Late last week, a National Research Council (NRC) panel became the latest group to answer that call. It recommended that the National Aeronautics and Space Administration and the US Department of Energy underwrite a mission to take dark energy's measure. After examining a range of possible NASA missions grouped under the heading "Beyond Einstein," the panel concluded that efforts to probe dark energy had the right mix of critical science questions, available technologies, and reasonable cost.

If NASA proceeds as the NRC recommends, it would join attempts by other researchers using ground-based telescopes to find the missing pieces that would help solve the dark-energy puzzle.

Dark energy was discovered in 1998 by two groups working independently. They found that the universe was expanding faster than it should be, given the density of matter and energy the universe was estimated to contain.

Researchers spent the first six months or so after the discovery trying to answer the question, "Is this right?" says Adam Riess, an astronomer at Johns Hopkins University in Baltimore and a member of one of two teams. Among other things, their observations led them to estimate that the vast majority of the universe's inventory of matter and energy was this befuddling dark energy.

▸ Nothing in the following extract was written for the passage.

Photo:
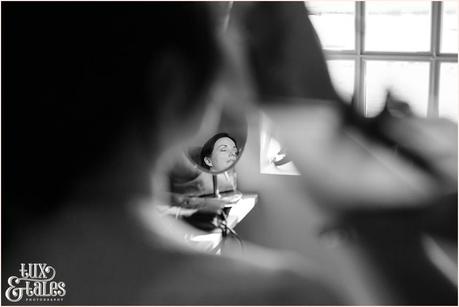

Since then, Dr. Riess continues, re­­searchers have used various approaches to confirm the discovery and to pin down the point in the universe's history where, over very large distances, gravity began to yield to dark energy.

Four years ago, for instance, scientists using ground-based telescopes and a satellite to study the microwave "hiss" left over from the big bang gave the discovery a major boost. The satellite – the Wilkinson Microwave Anisotropy Probe – measured hot spots and cold spots in this background radiation, which represents the universe when it was 300,000

years old. The hot spots/cold spots correspond to different densities of matter across the sky. That pattern matched with the large-scale structure of the universe astronomers see today. It also confirmed that dark energy accounted for 74 percent of the universe's total "matter-energy density."

Another approach uses light from exploding stars, or supernovae, at different distances as a kind of cosmic speedometer to track the universe's expansion rate at different points in its history. One particular kind of supernova, a type 1A, provides the information. Its pattern of brightening and dimming acts as a fingerprint, allowing scientists to identify it. The pattern also tells astronomers how intrinsically bright it is.

Researchers then compare the supernova's intrinsic brightness with its reduced brightness as viewed from Earth. This yields an estimate of the distance to the supernova. Then they turn to apparent changes in the light's color as a measure of the universe's expansion rate. The redder the light appears, the faster the supernova is speeding away – and the faster the universe is expanding at that distance.

Three years ago, Riess and colleagues used the Hubble Space Telescope to discover 16 supernovae, including six of the most distant ever seen. They added those to 170 previously analyzed supernovae, then looked for trends in deceleration and acceleration. They found that for the first 7.7 billion to 8.7 billion years of its life, the universe was expanding, but at an ever-slowing pace – just as the reigning theory of the universe's birth and evolution predicted.

After that, however, the expansion rate began to quicken. So if the rate of increase in dark energy's influence remains constant, anything beyond about 10 billion light-years away becomes an intergalactic "Shane," riding into the sunset, never to be seen again. It vanishes because space beyond that distance would be expanding faster than the speed of light. If the impact of dark energy rises with time, the ultimate end could come with "the big rip," tearing apart everything from galaxies to atoms.

Back in the real world, though, astronomers are happy with the challenges dark energy poses today.

"After about 10 years it's clear [dark energy] is not going away.... We have to really figure out what this is," Riess says. The past decade also has shown that "dark energy lives at the crossroads of two of our best theories of physics: quantum mechanics and general relativity."

A successful marriage of quantum theory and gravity is the last major hurdle in demonstrating that the basic four forces of nature – gravity, electromagnetism, and weak and strong forces that operate at the subatomic level – are manifestations of a single force that dominated the universe in the first few fractions of a second after the big bang. With dark energy, "nature is giving us a hint of how it does quantum gravity," Riess says.

More observation is needed. The type of project the NRC recommends includes three candidates, all of them variations on a space-based telescope.

For example, a team led by Saul Perlmutter at the Lawrence Berkeley Nation­­al Laboratory, proposes an orbiting observatory to view 2,000 supernovae a year. The hope is to turn the current jerky flip-book sequence of how dark energy's influence changes with time into a smoother reconstruction to help determine the constancy of dark energy's influence. It would also analyze how the distribution of matter changes with time, using another Einstein phenomenon: gravity's ability to bend light when it passes by massive objects such as stars or galaxies.

"This tells you about the fight between dark energy and gravity" over time, says Dr. Perlmutter, who led the other team credited with discovering dark energy. If the supernova data and the light-bending data tell the same story about the expansion history of the universe, "then what you're seeing is something like a dark energy." If not, "then what you're seeing is some modification of Einstein's theory of gravity."